The issues are not new, but the scale of big data means businesses will need to be multi-tasking as they consider the consequences of using data from multiple sources. In practice, the user will need to reply on the assurances or warranties it can obtain in the agreement with data set owners.
How can a business become big data compliant?
Since the legal framework which regulates the big data business model is based on existing principles of intellectual property, confidentiality, contract and data protection law there are a number of solutions which can be used equally well with big data as they might with any other licence arrangements, since that is generally what the big data business model boils down to.
Read more about big data
Use of big data which has not been anonymised is clearly an area of risk. However, even where anonymised data is supplied a business would be wise to request a warranty from the supplier in which it is giving assurances that the data is fully compliant with Data Protection Act (DPA) requirements.

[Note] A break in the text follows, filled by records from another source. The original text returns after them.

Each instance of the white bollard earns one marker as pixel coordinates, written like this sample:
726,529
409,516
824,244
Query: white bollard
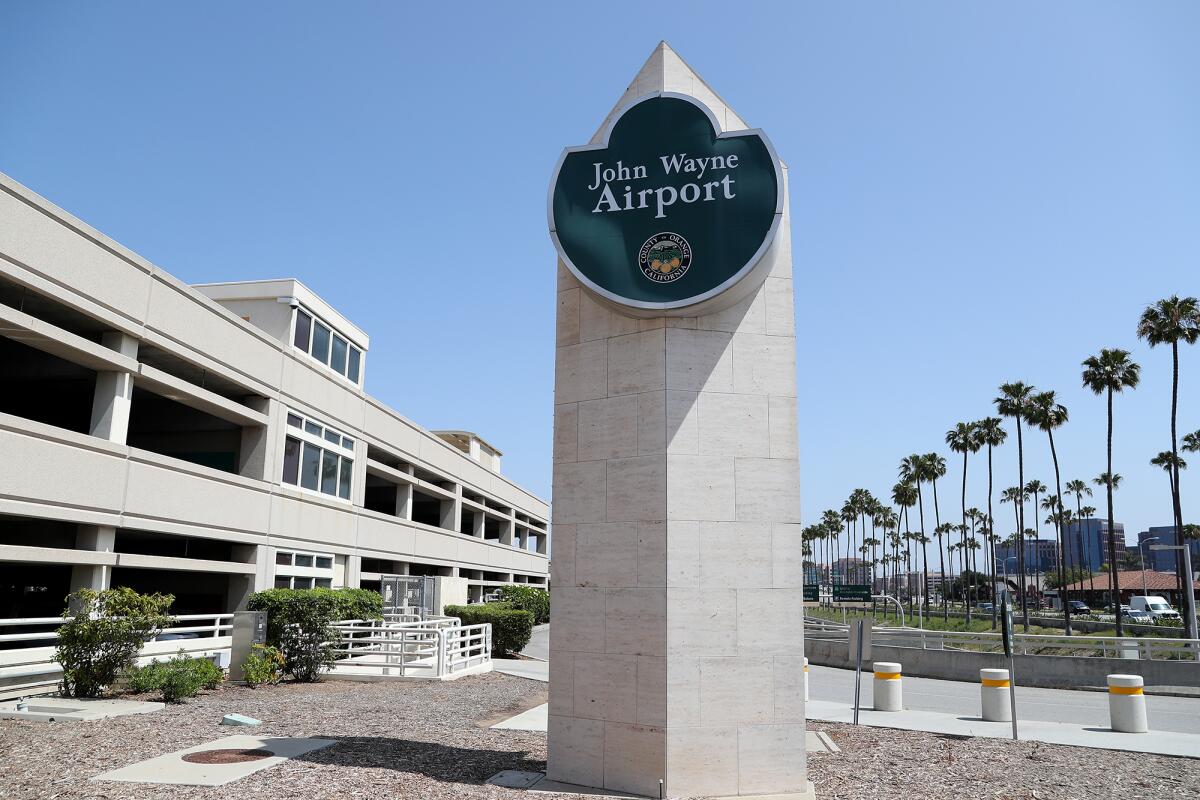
888,696
994,689
1127,704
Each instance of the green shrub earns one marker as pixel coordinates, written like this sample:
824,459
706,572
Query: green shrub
529,599
175,679
264,665
511,627
299,624
103,633
282,606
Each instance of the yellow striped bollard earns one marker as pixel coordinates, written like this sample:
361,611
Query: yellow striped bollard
888,696
994,689
1127,704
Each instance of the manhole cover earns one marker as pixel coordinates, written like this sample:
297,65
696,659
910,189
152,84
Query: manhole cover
227,756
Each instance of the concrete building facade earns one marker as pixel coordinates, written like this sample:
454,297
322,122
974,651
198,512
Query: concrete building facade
215,440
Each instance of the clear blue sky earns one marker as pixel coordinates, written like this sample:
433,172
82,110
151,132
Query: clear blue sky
979,193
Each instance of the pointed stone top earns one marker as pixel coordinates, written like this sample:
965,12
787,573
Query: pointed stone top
666,71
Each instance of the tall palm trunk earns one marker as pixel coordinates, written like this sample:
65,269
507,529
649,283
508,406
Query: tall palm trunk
1062,540
989,531
941,555
1114,581
1189,625
1020,525
924,551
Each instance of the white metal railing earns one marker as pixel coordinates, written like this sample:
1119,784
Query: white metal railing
1031,644
215,625
430,648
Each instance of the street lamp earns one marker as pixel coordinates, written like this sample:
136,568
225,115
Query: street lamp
1149,539
1189,593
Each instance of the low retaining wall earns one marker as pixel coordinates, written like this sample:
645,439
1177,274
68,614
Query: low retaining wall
1048,672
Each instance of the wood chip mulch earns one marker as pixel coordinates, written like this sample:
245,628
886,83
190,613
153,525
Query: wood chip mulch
431,741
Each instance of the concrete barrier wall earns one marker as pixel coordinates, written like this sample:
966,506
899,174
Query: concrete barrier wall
1048,672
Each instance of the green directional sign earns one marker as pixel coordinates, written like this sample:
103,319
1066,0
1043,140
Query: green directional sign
667,211
851,593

This can include scrutiny of the information on use of data and privacy which was given to the data subjects at the point their data was collected. Transparency is important, so telling an individual in a privacy statement accessible at the point the data is collected that their data may be used and disclosed to others in anonymised form is good practice and the credibility of the data set will depend on it.
Warranties will also be required in relation to the ownership of and “freedom to use” the data to avoid disputes arising as a consequence of an infringement of intellectual property rights or a breach of confidentiality.
A data set will be protected under English law by Database Right. The rights in this will belong to the person who takes the initiative in “obtaining, verifying and presenting the content of a database, while assuming the risks involved in doing this” to quote from the Copyright and Rights in Databases Regulations 1997. This is an automatic right of ownership and should be respected.
Use of big data which has not been anonymised is clearly an area of risk
Kim Walker, Thomas Eggar LLP
A database which has been substantially formed by collecting data from various different databases may also be able to enjoy the benefit of the Database Right and this is a valuable way in which to regulate the onward use of a solution which is based on a database.
The ability of a user to re-use or resell the data provided needs to be clearly set out in the licence agreement in this stage of the supply chain. This way the value of the assembled data can be controlled with terms which restrict the use of the data purchased to within the user’s business.
The relationship between the data supplier and the business seeking to use big data will provide the channel in which to deal with the key issues. A licence or service agreement should contain contractual terms which protect the business and ensure that the revenue stream is properly secured.
Kim Walker (pictured) is a partner at law firm Thomas Eggar LLP.